I felt a wave of guilt as he looked away.

“I’m sorry,” I said. “I don’t know you.”

“No, you don’t.” He turned to look at me before lifting his gaze to the mountains in the distance. “I’ve had my share of loss.”

“What kind of loss?”

He shook his head. “It’s not important.”

“It’s my turn.” I pointed it out softly and realized I actually wanted to know the answer to my question.

He chuckled softly. “My little brother’s in prison. Got caught up in drugs at a young age, put my grandparents, who raised us, through hell, ended up running a meth lab. Not the same kind of loss, but…”

“Loss is loss,” I said.

He nodded. “Loss is loss.”

“I’m sorry.” Touching his knee was a reflex. At least that was what I’d tell myself later, when I replayed the moment a million times in the privacy of my room.

He looked down at my hand in surprise, then took it in his. I was surprised by how warm it felt. Somehow I’d convinced myself that there was something not entirely human about the Butchers.

He pulled me closer until I was standing between his knees.

I should have stopped it then, but I didn’t. What could I say? I was mesmerized by his calloused palms, transfixed by the press of his big thighs on either side of my hips.

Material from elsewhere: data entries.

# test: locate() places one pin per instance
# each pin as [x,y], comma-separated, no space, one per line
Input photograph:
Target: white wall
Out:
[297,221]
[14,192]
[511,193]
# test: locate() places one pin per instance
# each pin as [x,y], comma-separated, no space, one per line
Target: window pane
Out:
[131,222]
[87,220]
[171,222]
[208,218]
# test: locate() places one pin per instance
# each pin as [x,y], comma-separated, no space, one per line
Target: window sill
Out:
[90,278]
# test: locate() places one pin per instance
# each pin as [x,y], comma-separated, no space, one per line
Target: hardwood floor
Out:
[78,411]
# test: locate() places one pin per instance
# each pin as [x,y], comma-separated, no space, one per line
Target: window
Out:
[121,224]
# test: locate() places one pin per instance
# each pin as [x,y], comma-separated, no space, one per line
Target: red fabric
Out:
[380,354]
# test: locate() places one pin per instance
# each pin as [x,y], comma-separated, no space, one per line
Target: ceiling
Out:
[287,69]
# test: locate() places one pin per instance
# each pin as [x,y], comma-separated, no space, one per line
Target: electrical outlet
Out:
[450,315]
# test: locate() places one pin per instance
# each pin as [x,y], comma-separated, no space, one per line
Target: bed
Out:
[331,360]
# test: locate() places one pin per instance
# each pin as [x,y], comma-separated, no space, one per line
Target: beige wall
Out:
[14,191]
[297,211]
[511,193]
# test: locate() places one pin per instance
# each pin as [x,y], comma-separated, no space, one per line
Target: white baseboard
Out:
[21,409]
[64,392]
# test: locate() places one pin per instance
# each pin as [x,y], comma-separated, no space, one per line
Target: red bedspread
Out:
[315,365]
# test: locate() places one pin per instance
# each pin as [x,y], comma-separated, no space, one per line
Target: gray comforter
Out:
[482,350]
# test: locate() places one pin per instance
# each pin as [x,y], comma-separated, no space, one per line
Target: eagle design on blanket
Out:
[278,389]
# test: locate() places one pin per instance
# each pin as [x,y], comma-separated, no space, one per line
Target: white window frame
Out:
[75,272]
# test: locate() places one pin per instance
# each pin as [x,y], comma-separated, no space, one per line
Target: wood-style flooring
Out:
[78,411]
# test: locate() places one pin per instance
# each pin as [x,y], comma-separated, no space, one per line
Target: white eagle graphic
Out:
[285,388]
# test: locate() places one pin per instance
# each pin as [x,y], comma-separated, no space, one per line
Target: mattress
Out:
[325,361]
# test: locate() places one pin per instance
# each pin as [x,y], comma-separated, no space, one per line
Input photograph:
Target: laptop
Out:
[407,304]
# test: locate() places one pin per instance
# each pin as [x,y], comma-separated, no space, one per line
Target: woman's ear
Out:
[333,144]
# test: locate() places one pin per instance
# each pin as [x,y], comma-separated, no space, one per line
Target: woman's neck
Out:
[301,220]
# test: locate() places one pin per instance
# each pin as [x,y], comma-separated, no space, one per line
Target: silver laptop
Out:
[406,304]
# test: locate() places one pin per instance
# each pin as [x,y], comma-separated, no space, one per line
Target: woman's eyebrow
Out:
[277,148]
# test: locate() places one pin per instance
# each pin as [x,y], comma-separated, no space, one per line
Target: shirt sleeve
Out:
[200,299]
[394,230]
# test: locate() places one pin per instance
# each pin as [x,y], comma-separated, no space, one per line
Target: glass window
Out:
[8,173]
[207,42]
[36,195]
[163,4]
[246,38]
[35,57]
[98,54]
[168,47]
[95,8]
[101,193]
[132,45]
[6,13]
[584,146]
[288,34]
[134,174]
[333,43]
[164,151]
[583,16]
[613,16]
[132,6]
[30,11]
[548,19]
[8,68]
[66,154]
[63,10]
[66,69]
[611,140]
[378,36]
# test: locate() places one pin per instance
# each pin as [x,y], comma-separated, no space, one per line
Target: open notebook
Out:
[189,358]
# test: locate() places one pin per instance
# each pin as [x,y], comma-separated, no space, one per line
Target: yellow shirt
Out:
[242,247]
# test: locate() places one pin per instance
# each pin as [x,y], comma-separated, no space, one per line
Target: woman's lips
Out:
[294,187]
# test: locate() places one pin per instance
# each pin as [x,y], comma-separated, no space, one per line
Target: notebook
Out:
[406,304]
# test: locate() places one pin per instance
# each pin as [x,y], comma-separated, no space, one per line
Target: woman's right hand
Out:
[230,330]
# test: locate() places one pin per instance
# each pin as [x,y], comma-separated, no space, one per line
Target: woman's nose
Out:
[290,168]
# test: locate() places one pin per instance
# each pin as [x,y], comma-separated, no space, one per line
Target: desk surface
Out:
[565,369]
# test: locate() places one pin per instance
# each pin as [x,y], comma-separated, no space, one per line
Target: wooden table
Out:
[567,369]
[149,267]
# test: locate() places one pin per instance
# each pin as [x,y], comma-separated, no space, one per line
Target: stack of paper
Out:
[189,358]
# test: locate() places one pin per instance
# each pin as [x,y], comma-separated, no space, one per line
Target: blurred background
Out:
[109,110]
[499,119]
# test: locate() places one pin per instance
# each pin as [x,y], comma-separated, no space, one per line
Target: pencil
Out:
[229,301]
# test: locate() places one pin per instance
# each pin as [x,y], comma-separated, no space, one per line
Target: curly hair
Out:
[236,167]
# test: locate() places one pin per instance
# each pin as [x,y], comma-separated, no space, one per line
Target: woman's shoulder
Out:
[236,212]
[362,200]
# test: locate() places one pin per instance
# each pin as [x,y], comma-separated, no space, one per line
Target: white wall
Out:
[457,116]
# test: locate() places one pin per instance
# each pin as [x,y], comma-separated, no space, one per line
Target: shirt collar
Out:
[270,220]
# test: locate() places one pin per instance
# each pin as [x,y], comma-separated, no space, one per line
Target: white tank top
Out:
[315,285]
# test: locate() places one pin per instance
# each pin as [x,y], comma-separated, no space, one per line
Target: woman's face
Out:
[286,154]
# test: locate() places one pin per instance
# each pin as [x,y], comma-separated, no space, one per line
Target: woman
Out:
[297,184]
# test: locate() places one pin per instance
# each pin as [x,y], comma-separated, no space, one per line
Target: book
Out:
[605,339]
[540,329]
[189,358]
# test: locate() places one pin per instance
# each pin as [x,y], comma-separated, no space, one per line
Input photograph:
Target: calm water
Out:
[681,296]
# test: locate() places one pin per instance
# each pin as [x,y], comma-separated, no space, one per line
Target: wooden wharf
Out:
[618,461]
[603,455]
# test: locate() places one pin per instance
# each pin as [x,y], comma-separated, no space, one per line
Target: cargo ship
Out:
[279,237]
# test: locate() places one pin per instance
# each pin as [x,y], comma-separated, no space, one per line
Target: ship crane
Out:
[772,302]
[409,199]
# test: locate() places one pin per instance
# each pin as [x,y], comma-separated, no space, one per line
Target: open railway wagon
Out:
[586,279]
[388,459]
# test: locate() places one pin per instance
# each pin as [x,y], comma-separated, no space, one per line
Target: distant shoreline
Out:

He reached up to touch my face, then ran his thumb over my lower lip. The tension was thick between us, like we were walking a tightrope with no safety net.

When he spoke, his voice was rough. “This is a bad idea.”

“Very.”

There was a second’s hesitation, just time enough for me to hear June’s voice in my head.

Don’t be dumb, M.

I didn’t know whether she was telling me not to kiss him or telling me to go for it.

But it didn’t really matter, because a moment later Poe’s mouth was on mine, his tongue lighting me up in places I hadn’t known existed.